His dark skin, hair, and eyes—all shades of brown—starkly contrast against his white leathers.
“You ready?” Dae says. I hear the smile in his voice, feel his muscled form standing behind my back, and I have never felt more ready in the ring.
“Do cart cows pull carts?”
His dark laugh rolls through me, raising goosebumps everywhere.
The stadium is a clammer of cheers, some for the Zo, some for me. If I look closely at the wall of faces, spectators are waving rens and making final bets as they knock goblets together, sloshing ale out by the puddle.
The siren blares overhead.
I grab my opponent’s white leathers like two invisible fists, clutching into the material at his chest, and I throw him across the ring with more power than I mean to.

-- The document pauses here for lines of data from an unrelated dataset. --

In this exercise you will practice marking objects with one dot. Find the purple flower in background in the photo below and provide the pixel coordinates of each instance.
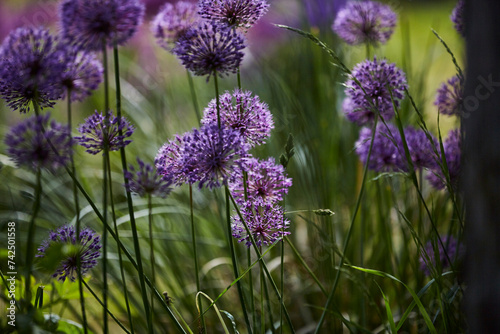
(454, 252)
(266, 222)
(90, 23)
(422, 151)
(243, 112)
(169, 161)
(378, 80)
(235, 13)
(210, 48)
(457, 17)
(452, 153)
(83, 73)
(365, 22)
(320, 12)
(211, 155)
(173, 21)
(37, 143)
(95, 127)
(87, 250)
(266, 181)
(449, 97)
(387, 152)
(29, 68)
(146, 181)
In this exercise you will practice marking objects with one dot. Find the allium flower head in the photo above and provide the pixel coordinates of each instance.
(235, 13)
(243, 112)
(266, 181)
(365, 22)
(387, 152)
(452, 153)
(31, 143)
(449, 97)
(169, 161)
(422, 150)
(266, 222)
(210, 48)
(29, 67)
(454, 252)
(83, 73)
(378, 80)
(90, 23)
(95, 127)
(457, 17)
(146, 181)
(87, 250)
(173, 21)
(212, 156)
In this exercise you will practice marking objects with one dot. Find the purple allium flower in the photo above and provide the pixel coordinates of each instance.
(457, 17)
(266, 222)
(449, 97)
(83, 73)
(454, 252)
(211, 155)
(243, 112)
(94, 128)
(34, 142)
(422, 150)
(210, 48)
(387, 152)
(235, 13)
(173, 21)
(378, 79)
(365, 22)
(169, 161)
(146, 181)
(265, 180)
(452, 153)
(90, 23)
(88, 250)
(29, 67)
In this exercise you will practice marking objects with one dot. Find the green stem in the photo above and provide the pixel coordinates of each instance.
(193, 96)
(349, 233)
(130, 204)
(152, 255)
(30, 250)
(78, 223)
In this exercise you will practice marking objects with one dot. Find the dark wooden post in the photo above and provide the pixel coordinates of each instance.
(481, 177)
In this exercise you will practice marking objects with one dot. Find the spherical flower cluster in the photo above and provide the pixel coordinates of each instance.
(422, 150)
(243, 112)
(265, 181)
(37, 143)
(173, 21)
(365, 22)
(235, 13)
(210, 48)
(265, 221)
(457, 17)
(146, 181)
(83, 73)
(97, 130)
(91, 23)
(454, 252)
(29, 68)
(452, 153)
(87, 250)
(211, 155)
(369, 88)
(449, 97)
(169, 159)
(387, 152)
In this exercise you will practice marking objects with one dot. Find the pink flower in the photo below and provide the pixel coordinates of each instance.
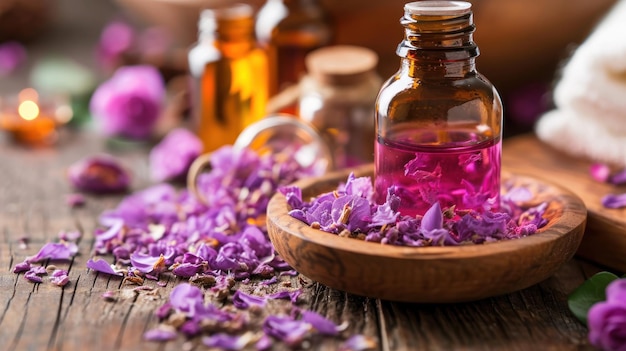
(129, 103)
(607, 319)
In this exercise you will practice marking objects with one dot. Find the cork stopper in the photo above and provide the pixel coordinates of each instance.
(437, 8)
(341, 64)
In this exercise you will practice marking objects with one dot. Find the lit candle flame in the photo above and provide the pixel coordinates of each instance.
(28, 108)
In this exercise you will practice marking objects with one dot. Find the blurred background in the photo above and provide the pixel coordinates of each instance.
(523, 43)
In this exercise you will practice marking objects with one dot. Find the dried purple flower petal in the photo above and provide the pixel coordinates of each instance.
(290, 331)
(109, 295)
(35, 273)
(59, 277)
(22, 267)
(187, 270)
(291, 295)
(171, 158)
(143, 262)
(187, 298)
(322, 324)
(614, 200)
(99, 174)
(55, 251)
(71, 235)
(12, 54)
(33, 276)
(244, 301)
(102, 266)
(227, 342)
(129, 103)
(293, 194)
(432, 226)
(160, 333)
(359, 342)
(264, 343)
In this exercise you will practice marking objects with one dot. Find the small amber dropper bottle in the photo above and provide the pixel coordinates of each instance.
(230, 75)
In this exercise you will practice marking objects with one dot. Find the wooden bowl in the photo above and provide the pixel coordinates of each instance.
(428, 274)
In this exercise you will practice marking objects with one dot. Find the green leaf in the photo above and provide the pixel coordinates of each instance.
(590, 292)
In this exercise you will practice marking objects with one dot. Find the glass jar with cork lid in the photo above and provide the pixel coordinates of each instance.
(338, 97)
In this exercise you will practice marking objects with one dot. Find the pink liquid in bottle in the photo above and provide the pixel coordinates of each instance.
(464, 172)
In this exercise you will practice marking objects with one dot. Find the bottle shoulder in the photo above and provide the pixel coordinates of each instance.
(401, 88)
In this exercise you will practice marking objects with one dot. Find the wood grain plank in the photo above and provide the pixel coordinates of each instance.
(605, 235)
(44, 317)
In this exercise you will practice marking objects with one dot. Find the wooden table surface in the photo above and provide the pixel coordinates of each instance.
(33, 187)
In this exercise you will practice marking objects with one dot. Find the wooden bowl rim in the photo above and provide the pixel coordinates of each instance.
(374, 249)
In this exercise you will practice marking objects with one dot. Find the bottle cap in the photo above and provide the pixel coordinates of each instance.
(341, 64)
(437, 8)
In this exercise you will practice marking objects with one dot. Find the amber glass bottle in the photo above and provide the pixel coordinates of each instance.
(230, 74)
(438, 121)
(288, 30)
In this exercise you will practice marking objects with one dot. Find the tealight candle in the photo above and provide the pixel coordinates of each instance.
(32, 120)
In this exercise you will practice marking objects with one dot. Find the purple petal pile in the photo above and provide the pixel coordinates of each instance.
(216, 246)
(350, 211)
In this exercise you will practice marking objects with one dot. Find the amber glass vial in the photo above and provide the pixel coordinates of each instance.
(438, 121)
(230, 73)
(289, 30)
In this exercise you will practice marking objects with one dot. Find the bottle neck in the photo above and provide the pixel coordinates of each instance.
(230, 35)
(436, 44)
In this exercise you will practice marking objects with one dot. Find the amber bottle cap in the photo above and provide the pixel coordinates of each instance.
(341, 64)
(438, 8)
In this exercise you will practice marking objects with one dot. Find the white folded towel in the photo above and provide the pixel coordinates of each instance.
(590, 97)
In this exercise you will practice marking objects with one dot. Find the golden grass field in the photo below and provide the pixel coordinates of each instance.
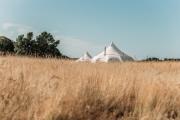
(51, 89)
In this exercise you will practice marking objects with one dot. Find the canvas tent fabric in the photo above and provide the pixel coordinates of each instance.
(85, 57)
(112, 54)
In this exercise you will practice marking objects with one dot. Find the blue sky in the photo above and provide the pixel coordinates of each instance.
(140, 28)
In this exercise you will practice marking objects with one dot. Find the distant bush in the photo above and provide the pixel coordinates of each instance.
(44, 45)
(6, 45)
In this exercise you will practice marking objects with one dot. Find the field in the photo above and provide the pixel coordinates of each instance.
(51, 89)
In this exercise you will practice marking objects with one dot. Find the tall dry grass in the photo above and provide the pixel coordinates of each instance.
(39, 89)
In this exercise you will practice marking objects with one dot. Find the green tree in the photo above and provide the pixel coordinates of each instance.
(25, 45)
(47, 45)
(6, 45)
(44, 45)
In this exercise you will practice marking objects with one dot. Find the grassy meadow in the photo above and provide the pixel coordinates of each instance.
(52, 89)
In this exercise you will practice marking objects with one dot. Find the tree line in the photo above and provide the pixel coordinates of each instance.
(43, 45)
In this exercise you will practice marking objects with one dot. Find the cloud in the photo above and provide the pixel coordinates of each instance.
(12, 30)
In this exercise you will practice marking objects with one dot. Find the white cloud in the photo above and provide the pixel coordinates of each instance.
(12, 30)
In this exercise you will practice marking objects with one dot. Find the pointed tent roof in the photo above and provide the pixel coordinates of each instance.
(85, 57)
(112, 53)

Dae’s dark power is near bottomless, coiling through me and igniting an icy fire wherever it roams.
That’s enough for me to leave it alone the rest of the duel.
My opponent shoots daggers at me as he’s sliding on his back. I zigzag out of their line of fire with a left-right-left, snatch the last speeding dagger from the air, and hurtle it back at him.
When he blocks with his foot, it strikes his armored boot, and ricochets to the mat.
He rolls into a ball before exploding up, surging back onto his feet. His eyes are sharper than others, dissecting and analyzing me as I swing my black blade for his leg.
He jumps over my blow, swiping his blade for my neck midair. It scratches a shallow cut across my throat.
Dae emits a deep growl inside my mind and darkness begins to swirl inside. “Don’t even think about it. It’s just a scratch.”
He grumbles some half-agreeing sound and I start swinging.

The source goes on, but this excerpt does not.